Si tratta di un tipo di pubblicità molto lontana da quella tradizionale, sia nella forma sia nei contenuti. Non è il classico advertising come banner, pop-up, annunci sui social media o pagine tabellari. Nello specifico, con branded content si intende la pratica da parte di aziende di produrre contenuti interessanti, informativi e al tempo stesso persuasivi per un target definito. Può avere formati diversi, ad esempio un editoriale, un filmato oppure un’infografica. La sua caratteristica principale è che racconta una storia, non presenta semplicemente un prodotto. Questa tipologia di comunicazione può contenere messaggi complessi ma ben costruiti, in grado di trasmettere valori, emozioni o pensieri in linea con il brand e i consumatori.

Perché funziona?

Viviamo in un mondo sommerso dalla pubblicità e ormai finiamo per ignorarla. Basti pensare ai feed di Facebook o Instagram. Ogni giorno visualizziamo diversi banner e promozioni perfino nelle nostre caselle e-mail. E quante volte capita di cliccare sopra “Salta annuncio” su YouTube?

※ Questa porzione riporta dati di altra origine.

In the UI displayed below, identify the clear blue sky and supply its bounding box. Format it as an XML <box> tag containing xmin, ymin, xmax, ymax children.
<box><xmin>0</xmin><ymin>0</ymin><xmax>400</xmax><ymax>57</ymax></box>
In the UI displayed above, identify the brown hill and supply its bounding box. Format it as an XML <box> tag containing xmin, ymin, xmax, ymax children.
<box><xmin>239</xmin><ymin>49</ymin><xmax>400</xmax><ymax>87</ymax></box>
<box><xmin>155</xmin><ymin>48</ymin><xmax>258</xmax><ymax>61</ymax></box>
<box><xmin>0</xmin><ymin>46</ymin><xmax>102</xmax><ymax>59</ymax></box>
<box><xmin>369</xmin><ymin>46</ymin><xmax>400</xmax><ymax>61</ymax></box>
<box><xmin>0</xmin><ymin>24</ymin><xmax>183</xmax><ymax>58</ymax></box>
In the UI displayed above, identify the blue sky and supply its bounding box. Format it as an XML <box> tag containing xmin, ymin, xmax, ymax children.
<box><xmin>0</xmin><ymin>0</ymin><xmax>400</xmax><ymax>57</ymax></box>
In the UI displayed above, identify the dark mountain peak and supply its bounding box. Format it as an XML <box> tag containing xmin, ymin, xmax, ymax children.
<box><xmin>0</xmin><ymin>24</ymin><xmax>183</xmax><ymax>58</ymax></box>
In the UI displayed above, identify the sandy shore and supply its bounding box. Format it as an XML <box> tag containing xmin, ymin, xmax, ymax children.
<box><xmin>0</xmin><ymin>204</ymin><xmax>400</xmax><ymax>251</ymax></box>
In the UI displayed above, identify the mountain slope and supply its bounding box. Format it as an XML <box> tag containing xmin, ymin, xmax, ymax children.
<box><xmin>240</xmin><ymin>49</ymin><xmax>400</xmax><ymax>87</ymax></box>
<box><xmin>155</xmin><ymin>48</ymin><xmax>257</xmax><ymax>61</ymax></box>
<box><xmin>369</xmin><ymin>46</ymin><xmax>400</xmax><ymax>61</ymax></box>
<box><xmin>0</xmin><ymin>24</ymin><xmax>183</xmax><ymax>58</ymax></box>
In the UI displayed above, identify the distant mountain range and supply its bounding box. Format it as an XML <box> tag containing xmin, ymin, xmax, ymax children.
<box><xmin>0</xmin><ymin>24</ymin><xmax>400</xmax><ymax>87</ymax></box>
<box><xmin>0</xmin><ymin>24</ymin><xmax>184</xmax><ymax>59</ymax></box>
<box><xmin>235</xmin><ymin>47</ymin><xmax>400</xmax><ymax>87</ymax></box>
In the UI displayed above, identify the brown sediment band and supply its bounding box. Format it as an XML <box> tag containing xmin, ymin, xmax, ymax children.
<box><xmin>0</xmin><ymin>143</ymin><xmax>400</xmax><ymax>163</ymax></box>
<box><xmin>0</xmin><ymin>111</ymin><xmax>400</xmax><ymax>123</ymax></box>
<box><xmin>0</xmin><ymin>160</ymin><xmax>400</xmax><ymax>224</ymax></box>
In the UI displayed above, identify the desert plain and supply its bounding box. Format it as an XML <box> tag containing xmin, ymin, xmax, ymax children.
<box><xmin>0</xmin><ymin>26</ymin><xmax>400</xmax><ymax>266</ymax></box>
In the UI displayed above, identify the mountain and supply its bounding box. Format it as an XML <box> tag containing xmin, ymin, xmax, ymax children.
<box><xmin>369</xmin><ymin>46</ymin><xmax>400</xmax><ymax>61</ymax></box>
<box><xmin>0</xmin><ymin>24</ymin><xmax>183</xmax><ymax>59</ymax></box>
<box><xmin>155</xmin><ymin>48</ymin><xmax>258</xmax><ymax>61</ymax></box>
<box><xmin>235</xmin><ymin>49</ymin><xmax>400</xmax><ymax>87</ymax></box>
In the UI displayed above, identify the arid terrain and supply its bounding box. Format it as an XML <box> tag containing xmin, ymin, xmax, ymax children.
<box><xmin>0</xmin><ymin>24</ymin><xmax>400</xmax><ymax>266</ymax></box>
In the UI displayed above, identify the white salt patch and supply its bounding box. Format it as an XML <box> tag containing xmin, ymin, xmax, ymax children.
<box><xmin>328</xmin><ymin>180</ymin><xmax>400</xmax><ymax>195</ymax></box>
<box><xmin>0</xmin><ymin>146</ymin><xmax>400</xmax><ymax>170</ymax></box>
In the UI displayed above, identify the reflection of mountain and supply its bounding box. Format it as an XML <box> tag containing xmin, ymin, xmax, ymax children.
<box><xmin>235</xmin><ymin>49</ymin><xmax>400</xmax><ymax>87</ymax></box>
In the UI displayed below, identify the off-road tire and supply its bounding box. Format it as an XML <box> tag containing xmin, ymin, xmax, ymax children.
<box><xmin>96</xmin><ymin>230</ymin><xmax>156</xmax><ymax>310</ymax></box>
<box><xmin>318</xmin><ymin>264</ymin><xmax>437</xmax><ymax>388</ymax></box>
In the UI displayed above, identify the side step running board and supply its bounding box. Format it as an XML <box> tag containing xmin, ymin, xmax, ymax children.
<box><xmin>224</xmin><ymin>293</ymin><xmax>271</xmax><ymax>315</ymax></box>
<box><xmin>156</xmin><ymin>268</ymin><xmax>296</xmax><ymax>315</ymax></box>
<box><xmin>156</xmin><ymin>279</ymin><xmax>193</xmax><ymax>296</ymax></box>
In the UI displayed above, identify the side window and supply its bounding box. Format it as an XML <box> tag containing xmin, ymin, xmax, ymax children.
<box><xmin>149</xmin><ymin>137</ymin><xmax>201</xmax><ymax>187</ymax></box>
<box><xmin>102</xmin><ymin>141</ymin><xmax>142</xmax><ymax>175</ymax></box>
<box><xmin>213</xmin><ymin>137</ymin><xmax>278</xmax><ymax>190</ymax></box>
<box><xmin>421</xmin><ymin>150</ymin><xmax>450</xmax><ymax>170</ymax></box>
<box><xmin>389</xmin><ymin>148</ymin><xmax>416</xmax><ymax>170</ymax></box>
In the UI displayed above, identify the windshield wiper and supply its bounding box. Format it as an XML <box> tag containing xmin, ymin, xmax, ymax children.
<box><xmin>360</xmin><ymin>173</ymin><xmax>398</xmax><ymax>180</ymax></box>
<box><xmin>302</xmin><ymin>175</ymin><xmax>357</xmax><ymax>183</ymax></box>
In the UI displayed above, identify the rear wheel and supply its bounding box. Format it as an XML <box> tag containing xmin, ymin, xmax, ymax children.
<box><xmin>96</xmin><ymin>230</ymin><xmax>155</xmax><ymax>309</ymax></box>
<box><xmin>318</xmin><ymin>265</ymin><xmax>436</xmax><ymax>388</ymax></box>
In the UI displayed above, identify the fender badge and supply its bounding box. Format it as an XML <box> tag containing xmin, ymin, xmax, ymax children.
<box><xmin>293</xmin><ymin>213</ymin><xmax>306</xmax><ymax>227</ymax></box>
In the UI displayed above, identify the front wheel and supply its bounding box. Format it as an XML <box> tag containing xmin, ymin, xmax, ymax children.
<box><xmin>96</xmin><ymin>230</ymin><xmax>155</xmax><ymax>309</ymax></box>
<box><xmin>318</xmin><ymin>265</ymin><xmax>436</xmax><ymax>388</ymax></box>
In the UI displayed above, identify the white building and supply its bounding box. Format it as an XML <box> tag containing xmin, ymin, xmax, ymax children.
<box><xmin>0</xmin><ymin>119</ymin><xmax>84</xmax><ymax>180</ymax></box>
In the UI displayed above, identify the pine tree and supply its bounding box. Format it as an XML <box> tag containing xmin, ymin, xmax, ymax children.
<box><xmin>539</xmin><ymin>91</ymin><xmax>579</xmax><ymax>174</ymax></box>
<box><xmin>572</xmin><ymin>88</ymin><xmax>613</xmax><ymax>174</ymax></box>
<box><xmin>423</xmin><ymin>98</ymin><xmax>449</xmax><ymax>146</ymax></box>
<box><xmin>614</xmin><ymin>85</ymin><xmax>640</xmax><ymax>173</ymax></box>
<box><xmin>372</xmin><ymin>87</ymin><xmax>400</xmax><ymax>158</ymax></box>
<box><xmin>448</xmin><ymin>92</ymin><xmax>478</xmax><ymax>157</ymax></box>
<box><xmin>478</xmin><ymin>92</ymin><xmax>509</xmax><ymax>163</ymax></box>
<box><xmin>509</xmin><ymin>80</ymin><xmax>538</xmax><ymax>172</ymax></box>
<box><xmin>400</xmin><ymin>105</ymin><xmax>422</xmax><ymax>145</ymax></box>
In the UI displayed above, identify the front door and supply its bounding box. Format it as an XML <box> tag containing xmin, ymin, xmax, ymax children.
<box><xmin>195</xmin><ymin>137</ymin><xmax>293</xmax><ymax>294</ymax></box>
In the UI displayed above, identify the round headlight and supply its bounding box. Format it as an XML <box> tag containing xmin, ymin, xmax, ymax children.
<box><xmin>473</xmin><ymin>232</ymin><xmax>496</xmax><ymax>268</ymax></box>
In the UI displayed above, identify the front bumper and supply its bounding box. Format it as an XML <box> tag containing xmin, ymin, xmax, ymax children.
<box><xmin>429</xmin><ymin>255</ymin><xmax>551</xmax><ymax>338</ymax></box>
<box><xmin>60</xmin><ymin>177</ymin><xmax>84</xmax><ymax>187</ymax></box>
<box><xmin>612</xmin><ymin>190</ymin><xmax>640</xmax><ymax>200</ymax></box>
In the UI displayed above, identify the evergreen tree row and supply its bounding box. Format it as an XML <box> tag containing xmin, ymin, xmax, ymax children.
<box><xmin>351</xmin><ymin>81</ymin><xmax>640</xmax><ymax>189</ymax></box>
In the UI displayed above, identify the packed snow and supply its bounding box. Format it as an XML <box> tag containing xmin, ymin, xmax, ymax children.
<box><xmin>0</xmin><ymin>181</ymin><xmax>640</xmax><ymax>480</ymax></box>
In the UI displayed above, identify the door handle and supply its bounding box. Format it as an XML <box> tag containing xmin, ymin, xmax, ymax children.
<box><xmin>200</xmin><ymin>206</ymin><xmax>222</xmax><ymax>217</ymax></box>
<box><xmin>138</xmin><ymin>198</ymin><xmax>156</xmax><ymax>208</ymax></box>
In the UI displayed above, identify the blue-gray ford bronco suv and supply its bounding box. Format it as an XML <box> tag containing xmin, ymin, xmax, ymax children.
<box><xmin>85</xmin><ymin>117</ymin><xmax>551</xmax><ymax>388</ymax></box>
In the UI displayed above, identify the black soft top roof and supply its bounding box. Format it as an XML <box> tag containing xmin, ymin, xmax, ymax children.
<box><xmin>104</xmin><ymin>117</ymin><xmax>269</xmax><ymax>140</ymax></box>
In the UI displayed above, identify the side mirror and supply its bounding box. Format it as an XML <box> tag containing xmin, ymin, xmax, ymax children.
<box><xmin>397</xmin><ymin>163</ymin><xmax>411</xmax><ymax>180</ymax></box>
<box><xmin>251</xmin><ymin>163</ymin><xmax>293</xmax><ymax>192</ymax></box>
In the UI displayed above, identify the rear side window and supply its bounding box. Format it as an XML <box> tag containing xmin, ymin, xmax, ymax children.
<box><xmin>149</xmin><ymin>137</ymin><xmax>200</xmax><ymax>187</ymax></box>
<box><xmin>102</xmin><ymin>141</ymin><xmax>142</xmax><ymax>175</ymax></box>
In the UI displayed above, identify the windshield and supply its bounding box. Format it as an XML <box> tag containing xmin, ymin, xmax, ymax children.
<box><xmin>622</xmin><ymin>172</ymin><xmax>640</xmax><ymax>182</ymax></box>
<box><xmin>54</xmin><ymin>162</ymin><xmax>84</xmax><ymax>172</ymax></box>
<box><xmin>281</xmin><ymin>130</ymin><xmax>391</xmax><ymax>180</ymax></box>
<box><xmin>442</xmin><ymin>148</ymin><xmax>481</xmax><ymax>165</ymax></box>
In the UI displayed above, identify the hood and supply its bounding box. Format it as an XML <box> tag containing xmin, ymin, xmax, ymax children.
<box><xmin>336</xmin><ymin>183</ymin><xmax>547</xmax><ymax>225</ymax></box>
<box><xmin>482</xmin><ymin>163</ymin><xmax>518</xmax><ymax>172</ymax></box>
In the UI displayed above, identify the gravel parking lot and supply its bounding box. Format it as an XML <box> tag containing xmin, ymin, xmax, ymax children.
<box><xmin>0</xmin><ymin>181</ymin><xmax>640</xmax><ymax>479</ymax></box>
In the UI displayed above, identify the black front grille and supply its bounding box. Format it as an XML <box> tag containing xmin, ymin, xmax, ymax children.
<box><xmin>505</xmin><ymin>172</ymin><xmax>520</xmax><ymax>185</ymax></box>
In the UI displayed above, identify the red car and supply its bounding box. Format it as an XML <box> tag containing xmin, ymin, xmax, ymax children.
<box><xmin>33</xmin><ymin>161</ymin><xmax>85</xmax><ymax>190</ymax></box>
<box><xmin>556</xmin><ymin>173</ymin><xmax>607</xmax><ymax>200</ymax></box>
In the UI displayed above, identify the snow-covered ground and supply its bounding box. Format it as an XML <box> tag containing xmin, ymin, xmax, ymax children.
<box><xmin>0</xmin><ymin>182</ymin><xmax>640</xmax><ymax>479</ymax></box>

A differenza dell’advertising tradizionale, il branded content nasce in primo luogo per informare e intrattenere. Non per vendere, dunque, ma per catturare l’interesse. Gli utenti possono scegliere liberamente cosa guardare o leggere. Inoltre, credono che questo tipo di pubblicità sia focalizzato su di loro e di conseguenza mostrano maggiore fiducia verso il brand.

Infatti, secondo l’ultima ricerca di Forbes, condotta in collaborazione con la Syracuse University e l’IPG Media Lab su un campione di oltre 4000 lettori, il 59% in più degli intervistati ricorda il marchio promosso rispetto ad una pubblicità display, mentre il 14% in più si informa anche di altri contenuti del brand dopo una singola esposizione al branded content. Ciò che sorprende è che non diminuisce il coinvolgimento degli utenti come avviene invece con gli altri annunci. Anzi, in confronto a uno studio simile del 2013, ha registrato un aumento del 17%.

Esempi pratici

1. Dove
Nel 2013, Dove, noto marchio di prodotti per la cura del corpo, ha pubblicato una ricerca secondo la quale solo il 4% delle donne intervistate si descriverebbe come bella. Da qui è nata l’idea di creare qualcosa di speciale, ovvero di coinvolgere un ritrattista forense dell’FBI per riprodurre il volto di alcune donne seguendo le indicazioni fornite da sconosciuti. In seguito, è stato prodotto un cortometraggio in cui si comparano le descrizioni di sé fornite dalle soggette coinvolte nella campagna con quelle rilasciate da estranei. Il risultato è stato sorprendente: infatti, gli “identikit” sviluppati dalle indicazioni pervenute da individui terzi si sono rivelati più confacenti alla realtà rispetto alle autorappresentazioni formulate dalle signore in questione.

2. Netflix
Per promuovere il telefilm “Orange is the New Black”, Netflix ha redatto un articolo per il New York Times sulle difficoltà che sono costrette ad affrontare le donne detenute, suscitando l’interesse di circa un milione di lettori verso la tematica. Attraverso questa trovata, la serie è diventata subito mainstream.